C’est l’histoire d’un tricycle qui essaie de garder ses trois roues. Tant bien que mal. Le tricycle, c’est la « stratégie climat » pour la planète. Les roues, ce sont les trois principales zones géographiques capables de peser sur le dérèglement climatique, pour le meilleur ou pour le pire : UE, Chine et États-Unis.

Alors que les négociations au sein de la conférence mondiale pour le climat, la COP25, qui se tient à Madrid jusqu’au 13 décembre, entrent dans leur deuxième et dernière semaine, les dynamiques à l’œuvre sont scrutées de près.

Car cette COP, souvent présentée comme un sommet « de transition », a pourtant la tâche d’inciter chaque pays à relever ses ambitions climatiques en vue de la COP26 de Glasgow, en Écosse, en 2020.

 

Tensions géopolitiques

Problème, le contexte international s’est dégradé par rapport au « momentum » de l’Accord de Paris, en 2015, « où chaque pays jouait son rôle », déplore Li Shuo, observateur de la COP pour Greenpeace Chine. Les tensions géopolitiques et économiques sont passées par là, la montée des populismes aussi. Résultat : « les États-Unis sont en dehors du jeu durant cette COP », tranche Li Shuo. Il y a bien une délégation américaine, mais elle est seulement composée de personnel administratif, sans personnalités politiques.

La patronne démocrate de la chambre des représentants, Nancy Pelosi, a certes fait un passage remarqué à Madrid, accompagnée d’une quinzaine de membres du Congrès et de sénateurs engagés sur le défi climatique. « Nous sommes toujours là, impliqués, a-t-elle martelé avec force lors d’une conférence de presse. Nous devons agir, une partie des USA vont rester dans l’Accord de Paris. » Et d’évoquer le mouvement « We are still in », qui rassemble près de 3 800 membres – gouvernements locaux d’États américains, entreprises, universités… –, contre le dérèglement climatique.

 

Changer la donne

Mais pour Li Shuo, « Nancy Pelosi ne représente que la moitié des États-Unis et une forte base de la population reste opposée à toute action en matière climatique. Le gouvernement fédéral est loin de ce qu’il devrait faire en la matière. »

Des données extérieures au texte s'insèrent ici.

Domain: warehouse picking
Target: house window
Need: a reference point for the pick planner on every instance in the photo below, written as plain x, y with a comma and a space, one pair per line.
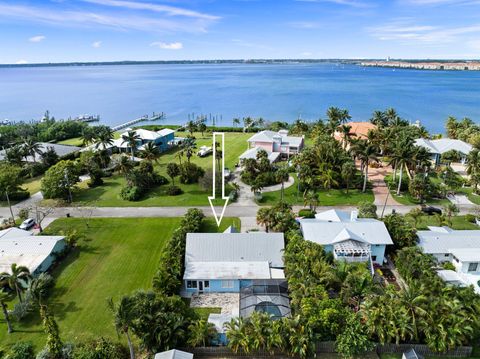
472, 267
227, 284
191, 284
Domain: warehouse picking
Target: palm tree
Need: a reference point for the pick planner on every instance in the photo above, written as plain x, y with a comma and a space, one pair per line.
367, 154
17, 280
189, 147
124, 165
282, 175
310, 198
151, 152
173, 170
124, 315
131, 139
32, 148
4, 299
201, 333
348, 172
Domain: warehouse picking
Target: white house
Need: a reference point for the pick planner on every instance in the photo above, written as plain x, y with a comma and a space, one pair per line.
461, 248
37, 253
225, 262
348, 237
442, 145
174, 354
276, 144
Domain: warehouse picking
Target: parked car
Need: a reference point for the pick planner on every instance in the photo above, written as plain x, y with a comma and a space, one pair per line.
431, 210
204, 151
27, 224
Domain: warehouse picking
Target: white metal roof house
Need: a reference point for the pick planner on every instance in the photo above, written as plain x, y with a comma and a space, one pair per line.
223, 262
174, 354
24, 249
275, 143
442, 145
461, 248
348, 237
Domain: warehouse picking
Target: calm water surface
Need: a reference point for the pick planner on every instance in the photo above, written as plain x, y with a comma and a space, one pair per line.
274, 92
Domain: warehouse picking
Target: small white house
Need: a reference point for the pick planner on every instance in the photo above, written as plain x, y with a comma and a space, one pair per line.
442, 145
226, 262
174, 354
461, 248
349, 238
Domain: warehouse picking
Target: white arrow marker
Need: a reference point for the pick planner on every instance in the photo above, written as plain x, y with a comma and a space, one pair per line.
222, 173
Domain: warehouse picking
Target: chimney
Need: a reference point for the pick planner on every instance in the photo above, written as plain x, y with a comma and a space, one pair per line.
353, 216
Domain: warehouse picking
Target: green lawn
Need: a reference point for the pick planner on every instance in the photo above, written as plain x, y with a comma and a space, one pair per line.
118, 256
334, 197
76, 141
108, 195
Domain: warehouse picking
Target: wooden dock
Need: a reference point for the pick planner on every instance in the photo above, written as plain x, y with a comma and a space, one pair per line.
154, 117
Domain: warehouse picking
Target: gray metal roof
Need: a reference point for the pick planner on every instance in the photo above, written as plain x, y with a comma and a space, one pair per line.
445, 241
174, 354
235, 247
325, 232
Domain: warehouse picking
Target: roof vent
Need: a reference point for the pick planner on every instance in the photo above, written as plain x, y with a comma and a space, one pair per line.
353, 216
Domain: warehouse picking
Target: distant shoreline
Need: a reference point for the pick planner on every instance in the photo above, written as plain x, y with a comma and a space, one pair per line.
362, 62
428, 65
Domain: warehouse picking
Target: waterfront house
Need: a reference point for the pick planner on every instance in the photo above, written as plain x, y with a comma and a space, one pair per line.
358, 130
443, 145
226, 262
279, 143
37, 253
461, 248
163, 139
174, 354
348, 237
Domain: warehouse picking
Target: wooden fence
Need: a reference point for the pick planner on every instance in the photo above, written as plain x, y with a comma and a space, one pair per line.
326, 347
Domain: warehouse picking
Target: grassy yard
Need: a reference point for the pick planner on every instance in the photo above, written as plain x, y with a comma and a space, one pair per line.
76, 141
108, 195
117, 256
334, 197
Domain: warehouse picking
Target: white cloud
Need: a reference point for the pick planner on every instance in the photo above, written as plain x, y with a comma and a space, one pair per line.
409, 33
168, 10
122, 21
167, 46
38, 38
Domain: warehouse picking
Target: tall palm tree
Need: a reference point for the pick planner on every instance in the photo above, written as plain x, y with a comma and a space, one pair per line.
17, 280
131, 139
151, 152
124, 315
32, 148
282, 175
4, 299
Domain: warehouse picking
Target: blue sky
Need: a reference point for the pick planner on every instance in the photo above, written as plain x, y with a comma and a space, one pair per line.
109, 30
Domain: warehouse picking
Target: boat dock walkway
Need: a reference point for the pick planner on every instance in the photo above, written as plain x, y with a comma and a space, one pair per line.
154, 117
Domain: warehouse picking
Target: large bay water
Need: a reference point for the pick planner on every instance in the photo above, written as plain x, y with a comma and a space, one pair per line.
272, 91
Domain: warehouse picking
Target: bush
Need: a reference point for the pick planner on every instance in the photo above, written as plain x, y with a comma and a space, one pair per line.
174, 190
100, 349
21, 350
306, 213
471, 218
131, 193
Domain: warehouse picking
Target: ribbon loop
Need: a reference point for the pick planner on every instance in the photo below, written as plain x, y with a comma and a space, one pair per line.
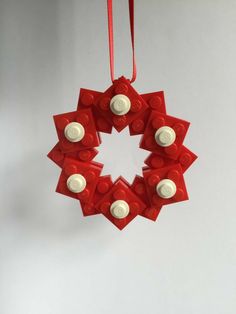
111, 38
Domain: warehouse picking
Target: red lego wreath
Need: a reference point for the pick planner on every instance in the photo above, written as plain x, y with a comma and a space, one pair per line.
120, 106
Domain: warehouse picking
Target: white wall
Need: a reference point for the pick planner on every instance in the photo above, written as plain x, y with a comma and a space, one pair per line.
52, 260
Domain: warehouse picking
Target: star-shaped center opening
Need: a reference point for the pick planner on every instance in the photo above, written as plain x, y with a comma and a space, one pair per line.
121, 155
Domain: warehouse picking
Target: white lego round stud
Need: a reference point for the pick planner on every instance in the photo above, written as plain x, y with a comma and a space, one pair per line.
120, 104
76, 183
74, 132
119, 209
165, 136
166, 188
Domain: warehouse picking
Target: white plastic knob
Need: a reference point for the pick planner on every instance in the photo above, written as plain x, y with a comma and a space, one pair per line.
166, 188
119, 209
165, 136
76, 183
74, 132
120, 104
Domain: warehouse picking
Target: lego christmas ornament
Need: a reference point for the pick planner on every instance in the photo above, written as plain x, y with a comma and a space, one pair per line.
118, 107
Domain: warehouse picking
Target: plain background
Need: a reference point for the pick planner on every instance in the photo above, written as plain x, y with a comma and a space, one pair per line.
52, 260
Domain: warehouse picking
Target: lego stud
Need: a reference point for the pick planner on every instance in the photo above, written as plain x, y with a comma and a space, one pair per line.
120, 104
76, 183
119, 209
165, 136
74, 132
166, 188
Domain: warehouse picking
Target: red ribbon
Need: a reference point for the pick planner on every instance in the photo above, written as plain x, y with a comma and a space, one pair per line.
111, 37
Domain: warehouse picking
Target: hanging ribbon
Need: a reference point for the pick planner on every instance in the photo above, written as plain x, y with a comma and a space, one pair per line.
111, 37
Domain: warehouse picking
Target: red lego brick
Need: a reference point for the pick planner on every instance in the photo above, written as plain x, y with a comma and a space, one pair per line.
83, 117
139, 188
120, 191
185, 158
90, 172
153, 178
103, 186
155, 101
121, 88
158, 121
57, 156
87, 99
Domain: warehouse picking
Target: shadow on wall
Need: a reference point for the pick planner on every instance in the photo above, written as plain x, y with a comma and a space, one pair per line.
32, 202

Inutile, donc, d’attendre à Madrid quoi que ce soit de Washington. En l’absence des États-Unis, « les ONG et le reste du monde nourrissent de fortes attentes à l’égard d’une coopération UE-Chine face au défi climatique. C’est la seule possibilité de changer la donne », insiste l’observateur de Greenpeace Chine. La Chine et l’Europe, qui pèsent à elles deux un tiers des émissions mondiales (12 % pour les États-Unis), ont chacune installé leur pavillon à la COP 25. Mais toutes deux envoient des signaux contradictoires, regrettent les observateurs.

 

Planètes « désalignées »

Côté chinois, « les années 2011 à 2017 ont été très positives pour la réduction des émissions de CO2, retrace Li Shuo qui regrette cependant que depuis deux ans, les planètes se désalignent ». Incertitudes géopolitiques internationales, contentieux multiples avec les États-Unis, croissance en berne, les nuages s’amoncellent dans le camp chinois, « au risque de détourner l’attention de l’agenda climatique », relève Laurence Tubiana, qui fut l’ambassadrice pour les négociations de la COP21 à Paris. À ce stade, la Chine n’a pas annoncé si elle allait ou non relever ses ambitions climatiques.

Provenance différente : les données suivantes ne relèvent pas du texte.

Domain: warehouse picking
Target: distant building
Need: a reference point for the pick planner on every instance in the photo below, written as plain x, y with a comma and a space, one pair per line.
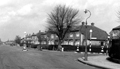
77, 36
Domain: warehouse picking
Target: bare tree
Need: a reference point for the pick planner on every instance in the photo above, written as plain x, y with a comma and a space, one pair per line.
18, 39
61, 20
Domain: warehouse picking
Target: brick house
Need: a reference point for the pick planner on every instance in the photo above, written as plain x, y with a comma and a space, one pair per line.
77, 36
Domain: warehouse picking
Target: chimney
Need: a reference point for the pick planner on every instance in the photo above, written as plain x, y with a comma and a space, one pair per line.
83, 23
92, 24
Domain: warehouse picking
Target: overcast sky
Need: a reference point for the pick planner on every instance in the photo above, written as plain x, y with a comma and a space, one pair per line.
19, 16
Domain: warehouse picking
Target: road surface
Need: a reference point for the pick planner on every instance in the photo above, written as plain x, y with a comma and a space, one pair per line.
15, 58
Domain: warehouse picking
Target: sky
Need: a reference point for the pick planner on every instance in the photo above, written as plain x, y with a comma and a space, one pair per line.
30, 16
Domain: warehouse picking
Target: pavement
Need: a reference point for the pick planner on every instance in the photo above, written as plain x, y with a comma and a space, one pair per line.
100, 61
12, 57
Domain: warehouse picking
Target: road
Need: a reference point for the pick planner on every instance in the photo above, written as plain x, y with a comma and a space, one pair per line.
15, 58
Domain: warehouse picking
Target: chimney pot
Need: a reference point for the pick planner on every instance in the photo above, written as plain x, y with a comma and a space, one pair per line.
83, 23
92, 24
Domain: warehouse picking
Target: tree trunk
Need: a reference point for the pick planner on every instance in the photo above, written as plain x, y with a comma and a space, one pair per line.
59, 45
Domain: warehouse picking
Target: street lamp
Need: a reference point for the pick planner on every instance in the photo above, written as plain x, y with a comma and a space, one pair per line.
85, 55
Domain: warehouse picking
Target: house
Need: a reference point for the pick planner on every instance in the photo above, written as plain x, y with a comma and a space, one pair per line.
95, 36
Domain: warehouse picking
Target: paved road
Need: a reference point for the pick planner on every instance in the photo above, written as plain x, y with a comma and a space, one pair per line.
15, 58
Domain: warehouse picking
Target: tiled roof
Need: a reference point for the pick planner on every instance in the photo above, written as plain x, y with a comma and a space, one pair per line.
96, 32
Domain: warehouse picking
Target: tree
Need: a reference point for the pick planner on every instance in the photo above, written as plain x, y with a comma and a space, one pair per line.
61, 20
18, 39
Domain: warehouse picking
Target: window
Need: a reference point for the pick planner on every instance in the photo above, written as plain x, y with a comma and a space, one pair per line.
77, 34
52, 36
71, 35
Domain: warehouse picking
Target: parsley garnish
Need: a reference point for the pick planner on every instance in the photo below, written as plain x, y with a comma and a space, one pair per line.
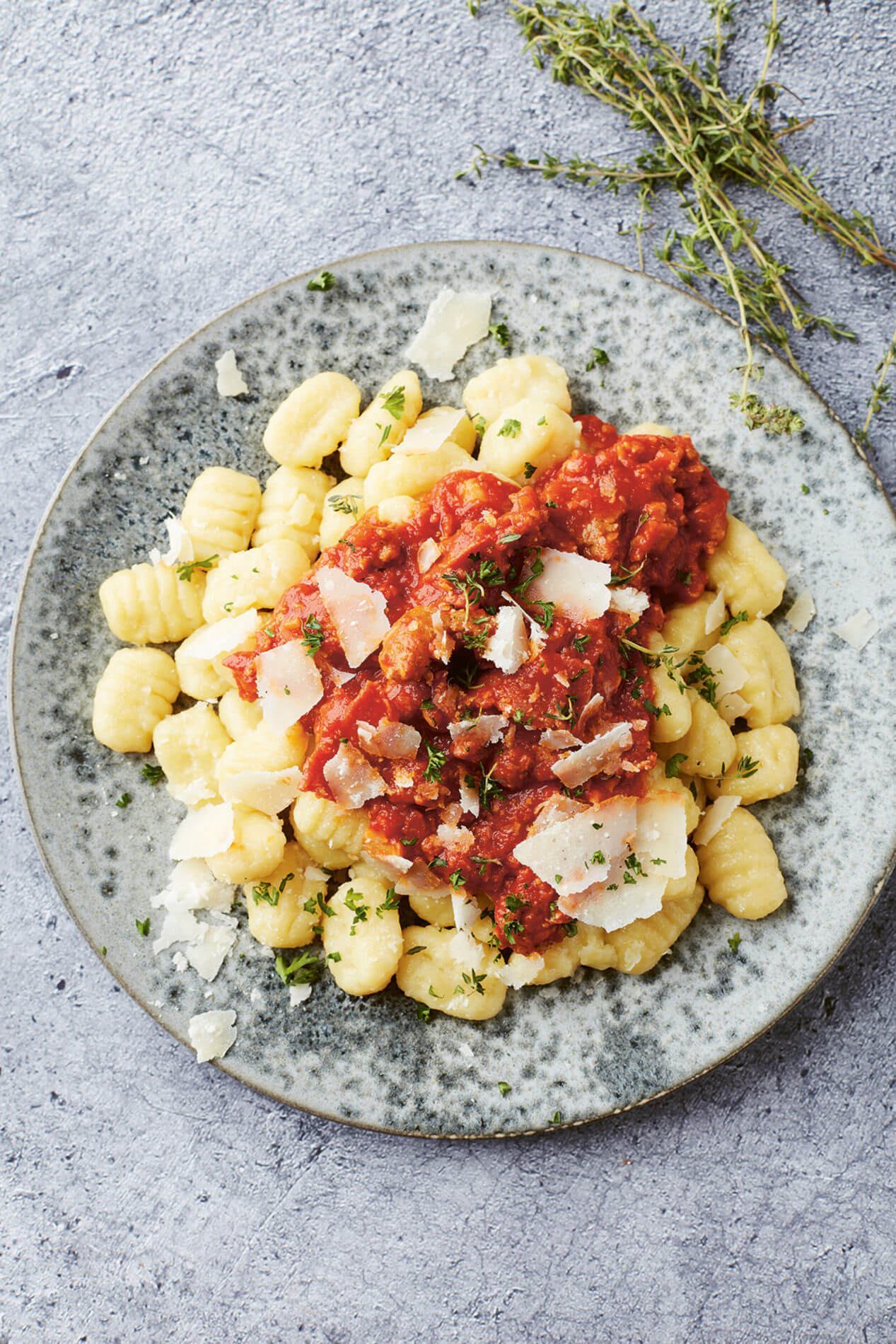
270, 894
394, 402
673, 765
303, 969
312, 635
733, 620
186, 567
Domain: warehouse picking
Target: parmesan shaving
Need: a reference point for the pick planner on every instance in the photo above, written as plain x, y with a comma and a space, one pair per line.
715, 818
356, 610
575, 585
289, 685
211, 1034
801, 612
352, 780
453, 323
594, 757
859, 630
508, 648
394, 741
203, 833
230, 381
265, 791
431, 431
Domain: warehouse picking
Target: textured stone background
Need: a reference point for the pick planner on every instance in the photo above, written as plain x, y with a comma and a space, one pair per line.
159, 161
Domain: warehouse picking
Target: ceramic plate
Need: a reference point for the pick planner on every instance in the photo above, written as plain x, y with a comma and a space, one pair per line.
581, 1048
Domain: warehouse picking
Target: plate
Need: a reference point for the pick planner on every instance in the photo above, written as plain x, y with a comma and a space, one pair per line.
571, 1050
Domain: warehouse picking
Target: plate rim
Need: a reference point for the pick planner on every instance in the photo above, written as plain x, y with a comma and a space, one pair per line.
221, 1065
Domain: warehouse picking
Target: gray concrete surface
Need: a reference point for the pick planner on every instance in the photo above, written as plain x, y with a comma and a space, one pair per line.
160, 161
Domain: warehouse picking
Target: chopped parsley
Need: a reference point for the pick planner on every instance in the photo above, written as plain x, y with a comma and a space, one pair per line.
187, 567
312, 635
269, 893
394, 402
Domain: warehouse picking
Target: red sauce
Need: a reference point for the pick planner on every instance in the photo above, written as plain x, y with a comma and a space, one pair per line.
644, 504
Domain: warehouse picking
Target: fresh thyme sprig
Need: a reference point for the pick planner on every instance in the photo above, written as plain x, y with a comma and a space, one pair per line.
706, 140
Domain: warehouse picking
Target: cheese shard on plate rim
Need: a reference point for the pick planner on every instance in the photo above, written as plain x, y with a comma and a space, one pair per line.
715, 818
859, 630
453, 323
588, 761
203, 833
352, 780
230, 381
356, 610
211, 1034
289, 685
576, 586
802, 610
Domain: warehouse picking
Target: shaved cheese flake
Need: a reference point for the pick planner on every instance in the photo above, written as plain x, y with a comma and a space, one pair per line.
265, 791
467, 912
859, 630
801, 612
630, 601
479, 733
289, 685
356, 610
715, 818
203, 833
210, 642
730, 675
520, 971
352, 780
469, 799
567, 854
715, 613
594, 757
394, 741
453, 323
430, 433
230, 381
508, 648
428, 554
559, 739
211, 1034
575, 585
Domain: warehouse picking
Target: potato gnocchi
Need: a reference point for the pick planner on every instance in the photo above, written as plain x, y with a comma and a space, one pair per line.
655, 763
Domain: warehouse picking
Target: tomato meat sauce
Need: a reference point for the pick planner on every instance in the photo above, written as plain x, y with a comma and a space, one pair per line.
450, 816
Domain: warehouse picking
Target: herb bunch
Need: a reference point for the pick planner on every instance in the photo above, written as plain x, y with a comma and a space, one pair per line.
704, 143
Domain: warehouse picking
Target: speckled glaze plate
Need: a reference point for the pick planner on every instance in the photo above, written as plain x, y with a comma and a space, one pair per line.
581, 1048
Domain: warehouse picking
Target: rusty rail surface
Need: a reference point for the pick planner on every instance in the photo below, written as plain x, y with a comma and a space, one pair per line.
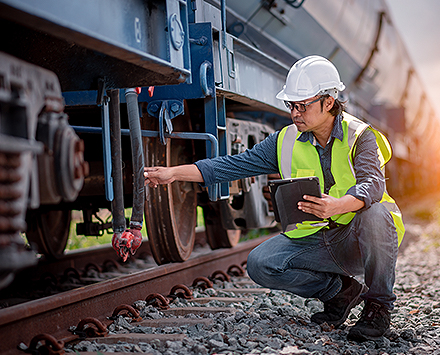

Tous les regards se tournent donc vers l’Europe, « le facteur majeur qui peut changer la donne », insiste Li Shuo. Alors que l’espace politique est devenu très étroit, « l’UE peut donner l’exemple pour entraîner Pékin, en annonçant elle-même une hausse de ses ambitions climatiques, au plus vite. Pour le moment, elle vise de réduire ses émissions de 40 % d’ici à 2030 mais le vrai effort pour atteindre la neutralité carbone d’ici à 2050 s’élève à -65 %. La nouvelle commission européenne hésite entre -50 et -55 %, mais il faut aller plus loin. »

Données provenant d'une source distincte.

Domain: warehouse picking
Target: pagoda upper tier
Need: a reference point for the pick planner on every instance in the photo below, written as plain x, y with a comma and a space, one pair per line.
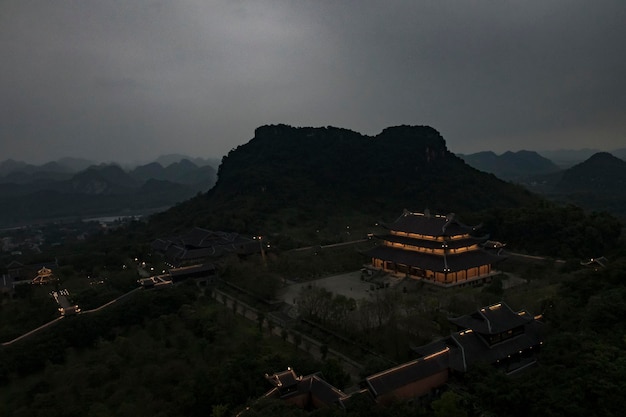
434, 248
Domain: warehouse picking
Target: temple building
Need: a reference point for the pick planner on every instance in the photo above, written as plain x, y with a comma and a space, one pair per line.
199, 245
434, 248
495, 334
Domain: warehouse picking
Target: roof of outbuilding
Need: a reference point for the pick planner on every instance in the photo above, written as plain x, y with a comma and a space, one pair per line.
492, 319
402, 375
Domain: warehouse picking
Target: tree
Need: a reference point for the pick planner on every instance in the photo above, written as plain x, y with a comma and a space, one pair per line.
448, 405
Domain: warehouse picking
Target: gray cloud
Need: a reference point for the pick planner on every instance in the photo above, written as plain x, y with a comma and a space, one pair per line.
128, 80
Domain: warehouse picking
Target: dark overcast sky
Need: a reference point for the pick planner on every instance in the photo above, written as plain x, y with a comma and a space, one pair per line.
129, 80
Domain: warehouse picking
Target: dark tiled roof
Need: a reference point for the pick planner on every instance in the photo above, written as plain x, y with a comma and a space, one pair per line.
402, 375
283, 379
192, 269
287, 384
493, 319
199, 243
432, 244
429, 225
321, 390
435, 263
475, 350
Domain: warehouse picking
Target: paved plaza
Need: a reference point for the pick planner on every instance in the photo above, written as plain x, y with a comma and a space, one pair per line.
349, 285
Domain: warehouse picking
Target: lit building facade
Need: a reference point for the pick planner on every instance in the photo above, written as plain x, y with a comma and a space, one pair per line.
433, 248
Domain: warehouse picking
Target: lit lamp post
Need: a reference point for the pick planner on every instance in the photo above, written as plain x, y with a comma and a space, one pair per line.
260, 239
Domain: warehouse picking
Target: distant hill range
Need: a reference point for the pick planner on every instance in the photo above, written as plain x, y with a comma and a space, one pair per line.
567, 158
511, 166
65, 188
316, 183
597, 183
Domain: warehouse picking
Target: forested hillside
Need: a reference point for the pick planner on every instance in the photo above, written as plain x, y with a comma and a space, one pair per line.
308, 186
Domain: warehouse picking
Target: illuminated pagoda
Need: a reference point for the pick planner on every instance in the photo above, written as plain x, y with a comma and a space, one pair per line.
433, 248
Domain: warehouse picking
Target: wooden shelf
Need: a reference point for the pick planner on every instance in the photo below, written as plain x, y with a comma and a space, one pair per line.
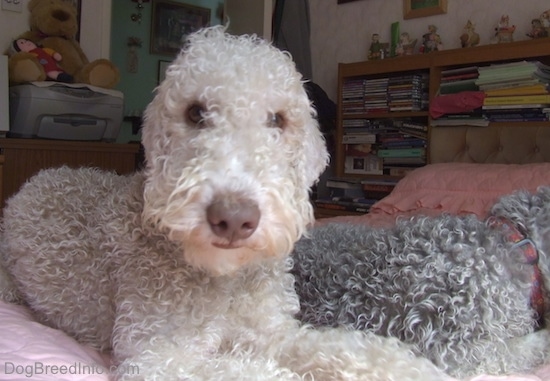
433, 64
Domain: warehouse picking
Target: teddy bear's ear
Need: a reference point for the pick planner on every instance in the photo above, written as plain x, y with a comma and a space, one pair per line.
32, 4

« L’Union européenne a été en retrait lors de la COP de Katowice (Pologne) en 2018, observe Laurence Tubiana. Cette année, elle semble avoir vraiment envie de gérer cette COP de manière coordonnée et dynamique. »

 

Signaux contradictoires

Mais les signaux envoyés par l’UE restent contradictoires à ce stade. En guise de bonne volonté, les autorités européennes mettent en avant le « green deal » – pacte vert – qu’elles s’apprêtent à dévoiler le 11 décembre, afin de stimuler la transition énergétique. Elles insistent aussi sur l’objectif de neutralité carbone d’ici à 2050, que l’UE espère annoncer courant 2020, après avoir convaincu les derniers États réticents – Pologne, Hongrie et République tchèque.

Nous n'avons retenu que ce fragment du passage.